As of May 2025, BJ's operates 250 BJ's clubs in 21 states and employed approximately 25,000 team members (both full- and part-time). BJ's uses three cross-dock distribution centers along with third-party warehouse space when extra storage is needed.

===Operations===
Many of these business operations are located at the club locations.
- BJ's Wholesale Club
  - 250 locations
- BJ's Gas Station
  - 186 locations
- BJ's Car Wash
  - 1 location in construction

== Finances ==
For the fiscal year 2023, BJ's reported earnings of $19.968 billion, with a net income of $523.741 million .

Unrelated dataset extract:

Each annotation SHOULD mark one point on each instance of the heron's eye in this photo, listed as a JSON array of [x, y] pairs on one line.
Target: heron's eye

| Year | Revenue in thou. US$ | Net income in thou. US$ | Price per Share in US$ (year end) | Warehouses | Employees | Ref(s) |
|---|---|---|---|---|---|---|
| 2014 | 12,731,270 | 19,013 | - | 207 |  |  |
| 2015 | 12,467,553 | 24,104 | - | 213 |  |  |
| 2016 | 12,350,537 | 44,224 | - | 214 |  |  |
| 2017 | 12,754,589 | 50,301 | - | 215 |  |  |
| 2018 | 13,007,347 | 127,261 | - | 216 | 26,383 |  |
| 2019 | 13,190,707 | 187,176 | 22.74 | 217 | 27,231 |  |
| 2020 | 15,430,017 | 421,030 | 37.28 | 221 | 32,000 |  |
| 2021 | 16,667,302 | 426,652 | 66.97 |  | 34,000 |  |
| 2022 | 19,315,165 | 513,177 | 66.16 |  | 34,000 |  |
| 2023 | 19,968,689 | 523,741 | 66.66 |  | 34,000 |  |

On May 17, 2018, BJ's filed to return to the public market. The shares opened at $21.25; in its IPO, BJ's sold 37.5 million shares, raising net proceeds of $637.5 million.

==Brands==
BJ's Wholesale Club regularly markets numerous products under its own private labels—including products by Richelieu Foods. Unlike its competitors (such as Costco's Kirkland Signature line and Sam's Club's Member's Mark brand), BJ's uses multiple private label brands depending on merchandise segment. Grocery products are primarily branded as Wellsley Farms, while general merchandise (including clothing, pharmacy, and home goods) items are sold under the Berkley-Jensen name (formerly 'Berkley & Jensen').